Four years ago, Portland held its first popular election for mayor after nearly a century under the council-manager form of government used by Bangor. The contest drew 15 candidates — and with them came the energy of 15 candidates with different ideas for their city’s future. In the end, voters settled on Michael Brennan, effectively endorsing his vision, his priorities and the leadership style he promised. Four years later, voters have a chance to revisit their choice.
While Maine is known for its rural character, it’s a state whose economic success is inextricably linked with the success of its cities and the metropolitan areas they anchor. Those metropolitan areas have come to represent an ever-growing portion of the state’s economy and population.
At the same time, Maine’s cities face a political and cultural environment that favors rural areas. State economic development policies and education and transportation funding models have largely reflected this rural favoritism. So have state resistance to prioritizing public transit and the refusal to allow cities to levy local option sales taxes to support their status as service centers.
What does this have to do with a popularly elected mayor?

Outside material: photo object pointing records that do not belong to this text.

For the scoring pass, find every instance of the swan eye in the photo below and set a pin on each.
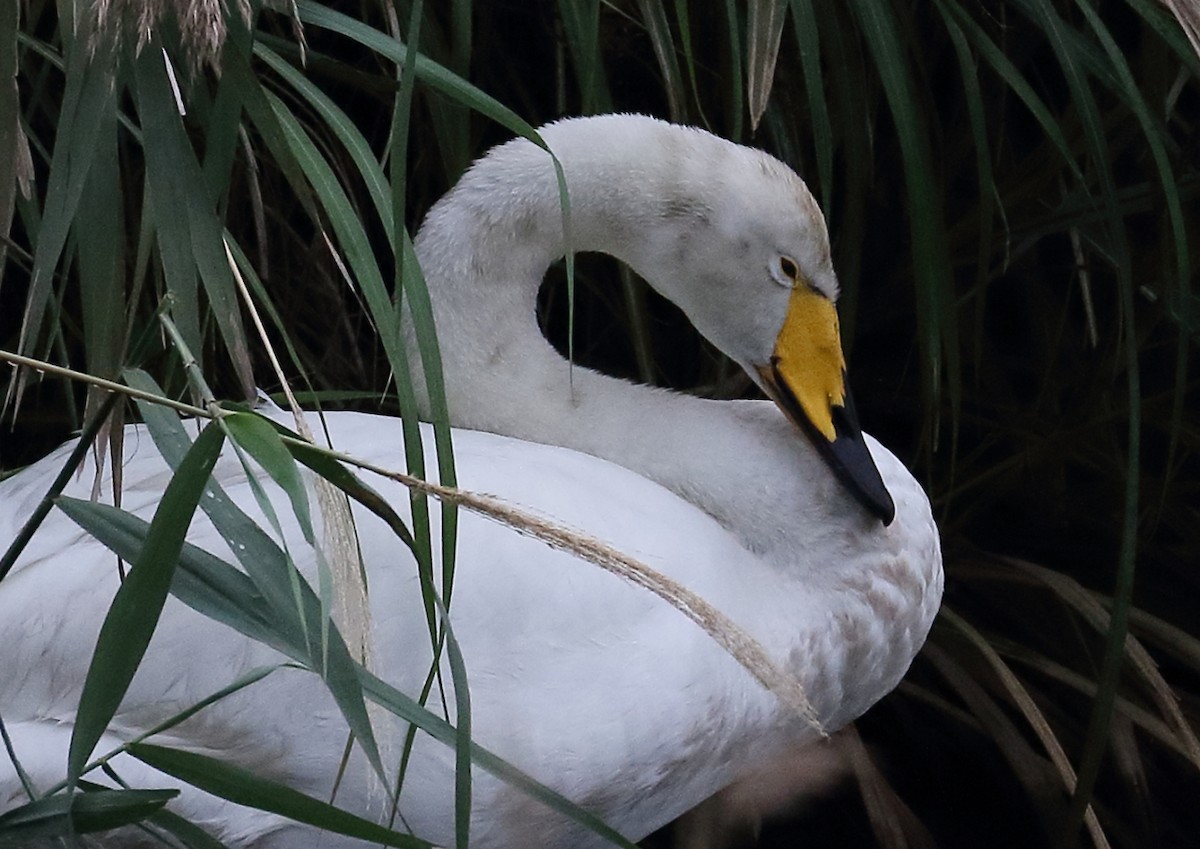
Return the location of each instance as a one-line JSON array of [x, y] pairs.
[[790, 271]]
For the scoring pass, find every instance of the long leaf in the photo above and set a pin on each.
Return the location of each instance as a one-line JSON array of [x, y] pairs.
[[138, 603], [243, 787], [79, 814]]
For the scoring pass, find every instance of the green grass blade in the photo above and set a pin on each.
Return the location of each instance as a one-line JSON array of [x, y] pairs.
[[655, 18], [101, 256], [684, 19], [58, 817], [138, 603], [190, 235], [936, 313], [581, 28], [765, 28], [87, 97], [808, 36], [427, 71], [243, 787]]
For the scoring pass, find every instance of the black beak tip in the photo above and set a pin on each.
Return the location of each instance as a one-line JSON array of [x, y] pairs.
[[855, 467], [852, 463]]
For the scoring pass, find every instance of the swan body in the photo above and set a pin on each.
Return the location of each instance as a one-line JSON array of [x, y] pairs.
[[597, 687]]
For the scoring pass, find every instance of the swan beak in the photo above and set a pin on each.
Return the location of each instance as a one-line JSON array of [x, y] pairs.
[[807, 379]]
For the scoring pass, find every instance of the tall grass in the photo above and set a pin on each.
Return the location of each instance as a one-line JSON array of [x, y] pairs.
[[1012, 191]]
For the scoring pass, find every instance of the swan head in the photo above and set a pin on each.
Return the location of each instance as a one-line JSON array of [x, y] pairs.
[[741, 245]]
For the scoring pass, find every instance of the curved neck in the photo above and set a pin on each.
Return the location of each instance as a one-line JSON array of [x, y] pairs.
[[485, 248]]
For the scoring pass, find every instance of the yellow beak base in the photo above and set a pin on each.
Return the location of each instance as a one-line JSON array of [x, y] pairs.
[[807, 379]]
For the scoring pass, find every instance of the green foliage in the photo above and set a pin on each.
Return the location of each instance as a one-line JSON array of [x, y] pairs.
[[1012, 192]]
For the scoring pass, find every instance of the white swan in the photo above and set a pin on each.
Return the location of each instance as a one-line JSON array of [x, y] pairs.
[[597, 687]]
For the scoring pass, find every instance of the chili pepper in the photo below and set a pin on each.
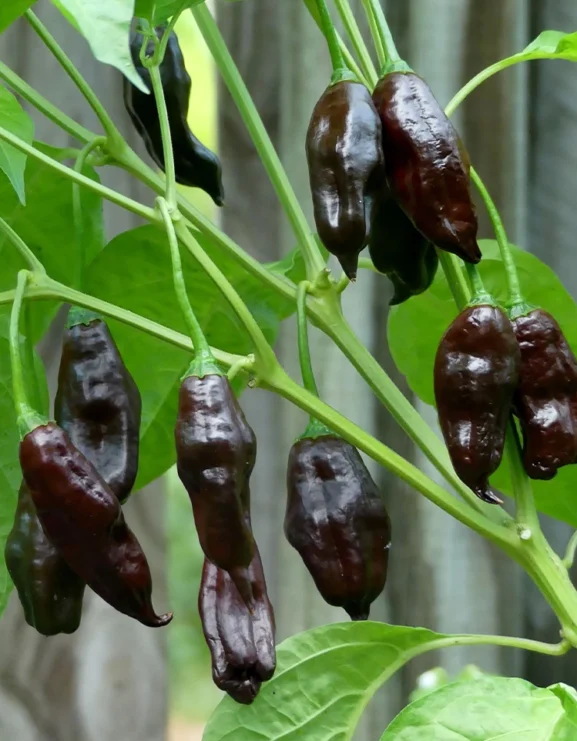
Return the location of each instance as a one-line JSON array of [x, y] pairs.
[[83, 519], [337, 520], [399, 250], [345, 161], [476, 372], [98, 404], [215, 452], [426, 164], [50, 592], [196, 166], [546, 398]]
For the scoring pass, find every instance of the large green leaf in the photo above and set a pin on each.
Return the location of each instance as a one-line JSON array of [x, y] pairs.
[[18, 122], [416, 327], [325, 677], [134, 272], [489, 709]]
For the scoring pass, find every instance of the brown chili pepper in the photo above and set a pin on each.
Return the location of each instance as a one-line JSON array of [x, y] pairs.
[[546, 398], [345, 161], [216, 451], [426, 164], [50, 592], [337, 520], [476, 373], [83, 519], [98, 403]]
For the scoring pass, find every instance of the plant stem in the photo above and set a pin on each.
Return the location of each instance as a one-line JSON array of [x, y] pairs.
[[198, 337], [101, 190], [515, 295], [44, 288], [77, 210], [265, 360], [33, 262], [165, 134], [91, 98], [307, 373], [282, 384], [45, 107], [354, 34], [313, 259], [27, 418]]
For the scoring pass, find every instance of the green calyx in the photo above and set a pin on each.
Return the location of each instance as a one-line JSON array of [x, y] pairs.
[[78, 315]]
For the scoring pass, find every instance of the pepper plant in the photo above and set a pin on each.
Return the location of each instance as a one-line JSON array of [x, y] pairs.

Maine’s cities need strong advocates who can make the case to the rest of Maine, including policymakers in Augusta, that their growth benefits everyone — and, by extension, make the case that the policies that help cities grow help all of Maine grow.
Locally, a popularly elected mayor can articulate a long-term vision for a city and engage residents in a conversation about their city’s future. That mayor would have the authority to represent the entire community when trying to woo an employer to the area or collaborating with other towns and cities on shared priorities. That vision and that leadership style effectively go to referendum when the city selects a mayor.
Portland’s mayor — who has few day-to-day responsibilities specified in the city charter — earns a full-time salary with benefits, ensuring he devotes his full professional attention to his city. At the same time, the retention of a city manager ensures day-to-day operations continue under the eye of a hired professional. Bangor could consider the same structure. It might be hard to justify a mayor’s salary in a tight budget, but the lack of commitment to paying a mayor would limit the pool of candidates such a job would attract.
Bangor abandoned the popularly elected mayor in the 1930s in favor of a city manager-council form of government, according to local historian Richard Shaw. Bangor made the change at that time along with many other U.S. cities implementing Progressive Era “good government” reforms.
The Queen City has revisited the debate about a popularly elected mayor from time to time and decided against it. But the heightened importance of cities to Maine’s economy and the importance of their success to Maine’s future has never been clearer.
It’s time Bangor asserted its importance to the rest of Maine.